In contrast to that forecast, NOAA officials predict that most of the US will continue to experience a soggy winter through February. According to them, even Hawaii and Alaska can expect warmer weather conditions. Although snow can be a burden when it comes to shoveling driveways or adding chains to vehicle tires, the idea of a warm, rainy winter isn’t much more appealing. Both NOAA and the Old Farmer's Almanac lay blame on the arrival of a weak El Niño in late fall, which NOAA explains is a periodic warming of sea-surface temperatures.
You can take a look below to see how the Old Farmer's Almanac mapped out the muggy details, and to check out how your area will be affected:
Mike Halpert, the deputy director of NOAA’s Climate Prediction Center, explained that although it's not a strong push from El Niño, "it may still influence the winter season by bringing wetter conditions across the southern United States, and warmer, drier conditions to parts of the North.”

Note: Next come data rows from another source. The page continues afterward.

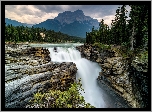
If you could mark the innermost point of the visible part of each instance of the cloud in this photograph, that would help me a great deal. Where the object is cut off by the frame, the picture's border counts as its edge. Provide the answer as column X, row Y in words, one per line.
column 33, row 14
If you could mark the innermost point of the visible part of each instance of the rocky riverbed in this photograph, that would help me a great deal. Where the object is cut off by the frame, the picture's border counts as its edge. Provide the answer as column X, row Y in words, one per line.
column 29, row 70
column 128, row 79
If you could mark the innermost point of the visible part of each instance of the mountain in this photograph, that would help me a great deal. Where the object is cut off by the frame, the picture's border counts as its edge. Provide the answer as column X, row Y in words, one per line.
column 71, row 23
column 16, row 23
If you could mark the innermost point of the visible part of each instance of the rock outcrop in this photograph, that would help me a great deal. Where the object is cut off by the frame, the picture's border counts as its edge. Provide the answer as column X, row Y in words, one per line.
column 29, row 70
column 129, row 80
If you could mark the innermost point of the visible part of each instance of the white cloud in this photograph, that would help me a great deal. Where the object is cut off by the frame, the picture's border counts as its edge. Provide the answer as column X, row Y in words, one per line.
column 33, row 14
column 107, row 19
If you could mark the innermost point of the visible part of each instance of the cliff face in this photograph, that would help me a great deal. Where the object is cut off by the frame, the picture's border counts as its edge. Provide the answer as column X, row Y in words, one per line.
column 29, row 70
column 125, row 78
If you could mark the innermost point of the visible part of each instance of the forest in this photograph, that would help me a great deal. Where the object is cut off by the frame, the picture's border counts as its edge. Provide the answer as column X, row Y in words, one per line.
column 131, row 33
column 26, row 34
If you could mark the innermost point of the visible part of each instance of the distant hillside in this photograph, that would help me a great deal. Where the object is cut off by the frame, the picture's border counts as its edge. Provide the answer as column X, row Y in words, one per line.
column 16, row 23
column 71, row 23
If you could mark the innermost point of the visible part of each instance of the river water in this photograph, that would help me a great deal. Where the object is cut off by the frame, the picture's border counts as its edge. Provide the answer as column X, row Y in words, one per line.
column 88, row 72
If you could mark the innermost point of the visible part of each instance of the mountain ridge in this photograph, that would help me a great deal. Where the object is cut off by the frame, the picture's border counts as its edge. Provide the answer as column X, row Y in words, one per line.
column 71, row 23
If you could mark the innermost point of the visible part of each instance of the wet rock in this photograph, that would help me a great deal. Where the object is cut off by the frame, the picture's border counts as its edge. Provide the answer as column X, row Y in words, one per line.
column 31, row 71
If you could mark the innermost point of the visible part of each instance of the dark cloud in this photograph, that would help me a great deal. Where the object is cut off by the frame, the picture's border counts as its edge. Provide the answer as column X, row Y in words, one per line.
column 39, row 13
column 100, row 10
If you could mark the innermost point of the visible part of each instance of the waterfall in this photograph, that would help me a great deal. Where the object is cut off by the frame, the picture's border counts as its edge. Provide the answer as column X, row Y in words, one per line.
column 88, row 72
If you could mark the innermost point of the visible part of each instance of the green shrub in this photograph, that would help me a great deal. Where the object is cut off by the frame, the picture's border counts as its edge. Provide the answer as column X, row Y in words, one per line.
column 71, row 98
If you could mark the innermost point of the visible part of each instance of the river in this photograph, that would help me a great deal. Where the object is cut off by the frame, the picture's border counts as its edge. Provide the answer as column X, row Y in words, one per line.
column 88, row 71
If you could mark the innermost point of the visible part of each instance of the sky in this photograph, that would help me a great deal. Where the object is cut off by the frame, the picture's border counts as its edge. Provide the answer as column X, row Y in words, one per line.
column 34, row 14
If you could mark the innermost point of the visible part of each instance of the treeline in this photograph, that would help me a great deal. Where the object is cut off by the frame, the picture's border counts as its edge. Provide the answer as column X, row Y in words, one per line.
column 26, row 34
column 132, row 33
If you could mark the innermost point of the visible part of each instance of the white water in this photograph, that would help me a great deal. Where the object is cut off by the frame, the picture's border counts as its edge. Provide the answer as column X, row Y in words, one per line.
column 88, row 72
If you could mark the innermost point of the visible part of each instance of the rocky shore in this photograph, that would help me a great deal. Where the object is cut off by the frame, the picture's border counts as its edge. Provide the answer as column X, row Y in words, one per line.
column 29, row 70
column 127, row 78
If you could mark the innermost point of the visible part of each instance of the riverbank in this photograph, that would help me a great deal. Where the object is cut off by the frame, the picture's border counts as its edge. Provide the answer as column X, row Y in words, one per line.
column 128, row 76
column 29, row 70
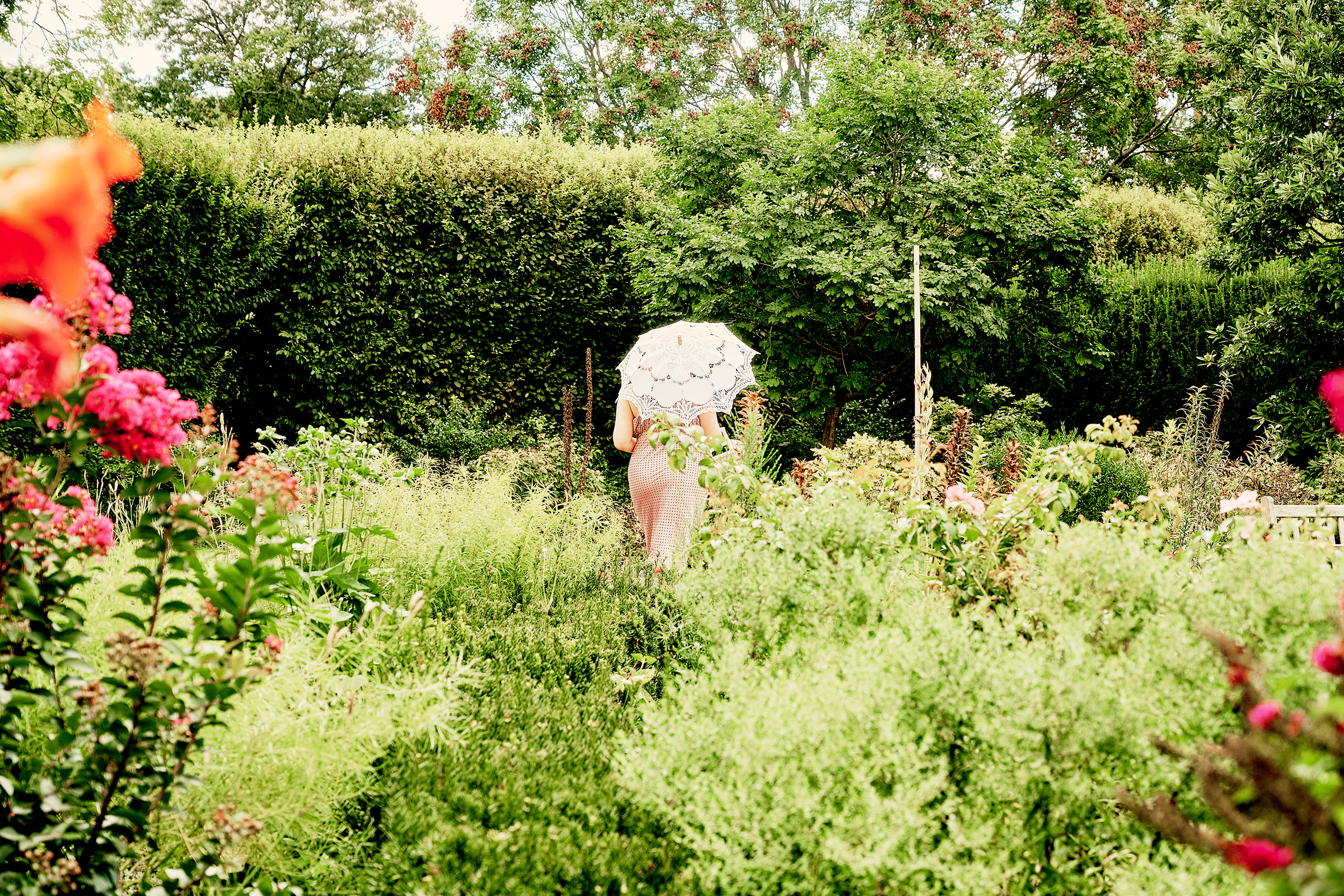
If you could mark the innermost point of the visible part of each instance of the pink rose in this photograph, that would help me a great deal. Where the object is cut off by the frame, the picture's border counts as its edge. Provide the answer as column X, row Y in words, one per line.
column 1264, row 715
column 1332, row 393
column 1328, row 657
column 1257, row 855
column 1244, row 501
column 960, row 495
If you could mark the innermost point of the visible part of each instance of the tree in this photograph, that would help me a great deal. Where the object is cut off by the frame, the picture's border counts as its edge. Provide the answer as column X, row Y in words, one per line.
column 803, row 236
column 1115, row 82
column 273, row 60
column 1279, row 93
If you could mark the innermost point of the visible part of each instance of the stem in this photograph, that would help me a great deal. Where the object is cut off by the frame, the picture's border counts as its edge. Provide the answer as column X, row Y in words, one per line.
column 159, row 582
column 86, row 856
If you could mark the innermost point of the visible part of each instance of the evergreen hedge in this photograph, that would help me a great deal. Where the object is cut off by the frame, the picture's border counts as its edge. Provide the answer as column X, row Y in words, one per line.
column 307, row 275
column 1155, row 322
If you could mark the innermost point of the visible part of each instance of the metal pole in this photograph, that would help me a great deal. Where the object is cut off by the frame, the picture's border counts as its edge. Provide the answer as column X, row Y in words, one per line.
column 918, row 361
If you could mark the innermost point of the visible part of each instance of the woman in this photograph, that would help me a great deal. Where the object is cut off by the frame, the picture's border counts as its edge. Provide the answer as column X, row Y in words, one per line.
column 667, row 503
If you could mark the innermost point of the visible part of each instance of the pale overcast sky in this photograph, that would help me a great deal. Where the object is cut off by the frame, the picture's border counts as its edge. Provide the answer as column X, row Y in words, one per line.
column 33, row 26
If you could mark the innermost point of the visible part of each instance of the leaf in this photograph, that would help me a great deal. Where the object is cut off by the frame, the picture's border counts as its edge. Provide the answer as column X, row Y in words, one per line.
column 132, row 618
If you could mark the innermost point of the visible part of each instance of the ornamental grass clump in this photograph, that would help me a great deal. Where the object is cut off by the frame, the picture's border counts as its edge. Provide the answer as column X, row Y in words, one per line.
column 1276, row 785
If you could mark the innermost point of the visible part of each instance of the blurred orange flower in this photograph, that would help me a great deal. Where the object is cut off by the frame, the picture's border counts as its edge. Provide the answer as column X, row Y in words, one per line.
column 56, row 209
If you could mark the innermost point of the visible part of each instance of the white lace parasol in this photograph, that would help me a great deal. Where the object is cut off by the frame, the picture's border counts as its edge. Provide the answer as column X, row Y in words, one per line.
column 686, row 369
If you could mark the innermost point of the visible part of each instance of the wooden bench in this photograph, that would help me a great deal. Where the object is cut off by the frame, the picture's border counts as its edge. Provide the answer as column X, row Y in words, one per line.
column 1330, row 513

If you already started daydreaming about making snowmen or sledding down hills in your area, we’re sorry to burst your bubble. Instead of airing out your parkas and snow boots to prepare for frosty temperatures, you’ll need to hang onto your galoshes and raincoats for a bit longer. On the bright side, at least most of us won’t have to worry as much about icky road conditions like black ice popping up and making things worse — or getting stuck inside without power for days at a time when ice storms hit.